Traveling in Chiang Mai, Thailand many years ago, I stumbled upon a tiny vintage silver rabbit box in a small shop. I thought it’d be a nice gift for my mother, who has a soft spot for animal figurines. It was also an unexpected gift for her, since she often negates whimsy for the sake of practicality, and would never buy such a thing for herself. I thought she’d be delighted by it. I was delighted by it. I should have known that’d be trouble.

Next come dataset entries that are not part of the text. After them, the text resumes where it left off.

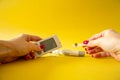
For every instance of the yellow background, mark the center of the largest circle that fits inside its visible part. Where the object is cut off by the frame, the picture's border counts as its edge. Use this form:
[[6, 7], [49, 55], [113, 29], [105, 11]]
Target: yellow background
[[73, 21]]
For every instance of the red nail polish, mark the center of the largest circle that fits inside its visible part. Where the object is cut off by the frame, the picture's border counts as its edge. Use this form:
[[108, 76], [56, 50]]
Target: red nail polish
[[85, 42]]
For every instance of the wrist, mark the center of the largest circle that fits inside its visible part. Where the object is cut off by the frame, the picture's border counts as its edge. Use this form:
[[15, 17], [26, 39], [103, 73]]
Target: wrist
[[7, 50]]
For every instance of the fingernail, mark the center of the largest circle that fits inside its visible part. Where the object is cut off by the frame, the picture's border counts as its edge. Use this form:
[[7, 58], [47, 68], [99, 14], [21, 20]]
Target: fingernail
[[85, 42]]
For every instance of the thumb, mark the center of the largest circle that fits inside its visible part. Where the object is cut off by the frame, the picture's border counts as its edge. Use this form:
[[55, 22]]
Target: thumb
[[34, 47]]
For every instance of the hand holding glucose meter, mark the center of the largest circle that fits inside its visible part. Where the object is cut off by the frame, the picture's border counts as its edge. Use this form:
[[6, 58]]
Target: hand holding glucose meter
[[49, 44]]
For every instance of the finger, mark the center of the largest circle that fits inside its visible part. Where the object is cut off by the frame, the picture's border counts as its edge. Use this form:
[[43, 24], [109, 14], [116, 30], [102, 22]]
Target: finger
[[99, 35], [30, 37], [27, 57], [94, 50], [32, 54], [94, 43], [101, 54], [33, 47], [116, 56], [33, 38]]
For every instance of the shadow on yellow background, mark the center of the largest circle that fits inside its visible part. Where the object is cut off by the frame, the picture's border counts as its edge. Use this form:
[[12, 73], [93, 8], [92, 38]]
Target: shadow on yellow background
[[73, 21]]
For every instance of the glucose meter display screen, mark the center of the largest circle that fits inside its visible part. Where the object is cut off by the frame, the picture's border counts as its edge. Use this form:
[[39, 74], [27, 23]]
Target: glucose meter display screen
[[48, 44]]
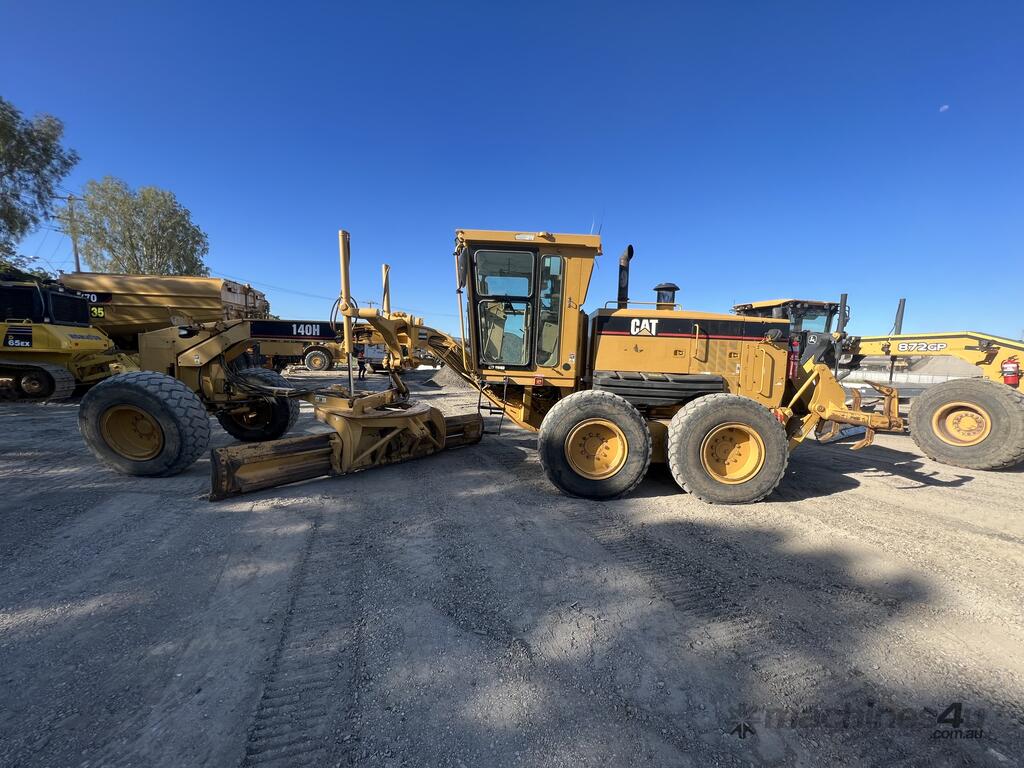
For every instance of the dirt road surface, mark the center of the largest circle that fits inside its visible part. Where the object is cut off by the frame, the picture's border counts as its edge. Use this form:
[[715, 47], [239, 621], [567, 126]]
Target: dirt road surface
[[459, 611]]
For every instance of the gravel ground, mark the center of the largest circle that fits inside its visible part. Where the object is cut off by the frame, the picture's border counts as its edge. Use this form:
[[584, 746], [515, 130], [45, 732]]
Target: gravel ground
[[459, 611]]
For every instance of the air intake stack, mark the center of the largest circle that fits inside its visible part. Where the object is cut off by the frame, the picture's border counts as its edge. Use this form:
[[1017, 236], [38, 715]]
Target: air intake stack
[[666, 293], [624, 278]]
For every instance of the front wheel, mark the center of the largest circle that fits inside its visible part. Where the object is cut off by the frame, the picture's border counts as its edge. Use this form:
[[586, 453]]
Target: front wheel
[[264, 419], [144, 423], [971, 423], [725, 449], [594, 444]]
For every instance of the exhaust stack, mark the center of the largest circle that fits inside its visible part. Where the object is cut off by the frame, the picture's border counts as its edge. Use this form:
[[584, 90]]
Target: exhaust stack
[[624, 278]]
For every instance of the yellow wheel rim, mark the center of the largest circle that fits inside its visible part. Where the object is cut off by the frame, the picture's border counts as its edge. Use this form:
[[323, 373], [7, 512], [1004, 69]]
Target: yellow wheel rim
[[596, 449], [732, 453], [962, 424], [132, 432]]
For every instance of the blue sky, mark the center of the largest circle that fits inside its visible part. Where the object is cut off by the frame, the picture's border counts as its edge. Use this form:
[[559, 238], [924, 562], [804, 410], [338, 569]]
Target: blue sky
[[748, 150]]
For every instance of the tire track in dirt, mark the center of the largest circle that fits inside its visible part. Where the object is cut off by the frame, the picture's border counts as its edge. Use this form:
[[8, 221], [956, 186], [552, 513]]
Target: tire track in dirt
[[311, 684], [719, 600]]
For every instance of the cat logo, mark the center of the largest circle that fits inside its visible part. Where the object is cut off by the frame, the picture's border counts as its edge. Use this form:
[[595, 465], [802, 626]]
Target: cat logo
[[643, 327]]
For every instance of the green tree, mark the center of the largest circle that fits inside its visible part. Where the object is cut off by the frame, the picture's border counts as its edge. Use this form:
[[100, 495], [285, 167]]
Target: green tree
[[137, 232], [32, 165]]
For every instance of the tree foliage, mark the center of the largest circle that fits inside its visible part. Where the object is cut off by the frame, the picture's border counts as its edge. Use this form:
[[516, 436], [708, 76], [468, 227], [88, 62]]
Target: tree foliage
[[137, 232], [32, 165]]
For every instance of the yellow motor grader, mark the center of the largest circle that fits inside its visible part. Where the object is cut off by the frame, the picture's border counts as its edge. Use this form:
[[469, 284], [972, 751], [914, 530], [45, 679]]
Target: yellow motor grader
[[973, 422], [49, 346], [156, 421], [721, 398]]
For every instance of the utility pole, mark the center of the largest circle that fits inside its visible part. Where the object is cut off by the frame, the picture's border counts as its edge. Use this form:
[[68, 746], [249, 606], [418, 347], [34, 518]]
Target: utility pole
[[73, 225]]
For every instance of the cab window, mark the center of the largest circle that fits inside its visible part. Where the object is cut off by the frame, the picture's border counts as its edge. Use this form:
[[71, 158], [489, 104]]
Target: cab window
[[504, 273], [505, 298], [550, 307]]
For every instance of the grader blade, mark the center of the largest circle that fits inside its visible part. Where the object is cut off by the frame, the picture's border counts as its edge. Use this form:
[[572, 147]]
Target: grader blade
[[242, 469]]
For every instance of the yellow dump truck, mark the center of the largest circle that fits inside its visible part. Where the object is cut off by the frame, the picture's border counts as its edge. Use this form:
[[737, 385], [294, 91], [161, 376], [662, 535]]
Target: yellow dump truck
[[125, 305]]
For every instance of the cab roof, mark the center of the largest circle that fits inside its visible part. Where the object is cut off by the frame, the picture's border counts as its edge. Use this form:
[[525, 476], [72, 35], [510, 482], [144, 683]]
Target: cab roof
[[783, 302], [498, 236]]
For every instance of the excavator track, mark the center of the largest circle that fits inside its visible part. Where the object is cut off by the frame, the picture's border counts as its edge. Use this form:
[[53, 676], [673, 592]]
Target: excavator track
[[62, 381]]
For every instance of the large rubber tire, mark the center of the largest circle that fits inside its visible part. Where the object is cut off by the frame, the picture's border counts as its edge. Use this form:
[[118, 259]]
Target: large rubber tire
[[1004, 444], [158, 400], [578, 410], [270, 418], [707, 417], [318, 359]]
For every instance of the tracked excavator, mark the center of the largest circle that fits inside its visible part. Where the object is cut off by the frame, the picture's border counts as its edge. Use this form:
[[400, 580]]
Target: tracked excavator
[[49, 346], [721, 398]]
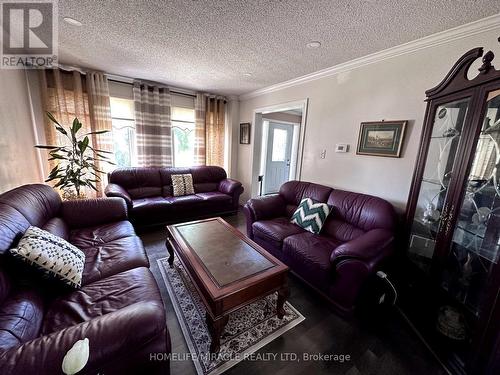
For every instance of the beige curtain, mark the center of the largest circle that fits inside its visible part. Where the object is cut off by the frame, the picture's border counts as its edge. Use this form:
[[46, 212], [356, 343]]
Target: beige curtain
[[70, 94], [199, 130], [214, 131]]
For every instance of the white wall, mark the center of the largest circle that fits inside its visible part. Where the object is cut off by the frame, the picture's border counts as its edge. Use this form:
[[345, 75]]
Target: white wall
[[393, 89], [19, 163]]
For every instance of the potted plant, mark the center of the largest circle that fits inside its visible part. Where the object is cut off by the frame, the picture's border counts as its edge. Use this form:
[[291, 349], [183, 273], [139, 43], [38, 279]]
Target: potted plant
[[76, 162]]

I tucked the little rabbit away in my suitcase, pleased with my choice and the ease with which I’d acquired it. The next day I checked my case just to see if it was still in the corner where I’d tucked it away. The day after, I double-checked. And so on — until this day. I never gave that little silver rabbit to my mother, though there have been plenty of gifting occasions that would have been perfect. Instead, I wrapped it in a square of silk and shifted it to my jewelry box for “safekeeping.”
Just to step back for a moment, I’m not into any other “cute” little animal-shaped things; cow-shaped creamers and adorable kitty miniatures feel like objects of misplaced sentimentality that make me cringe. But the rabbit box has become a kind of beautiful worry-stone for me. Its curved, engraved surfaces are delicate and intricate, the mark of a singular hand. It has detailed paws and a stylized but beautifully rendered line of fur that ruffles down its back. The box is also well crafted and tidy; the interior is hollowed out precisely, and the top and bottom halves meet snugly. All of these things make it compellingly and satisfyingly tactile.
I still check for it every week. If things have gotten messy, I frantically scrabble around in the tangle until I find it, feeling a deep miserly pleasure when I nestle it in my palm and run my fingers over its sweetly engraved surfaces.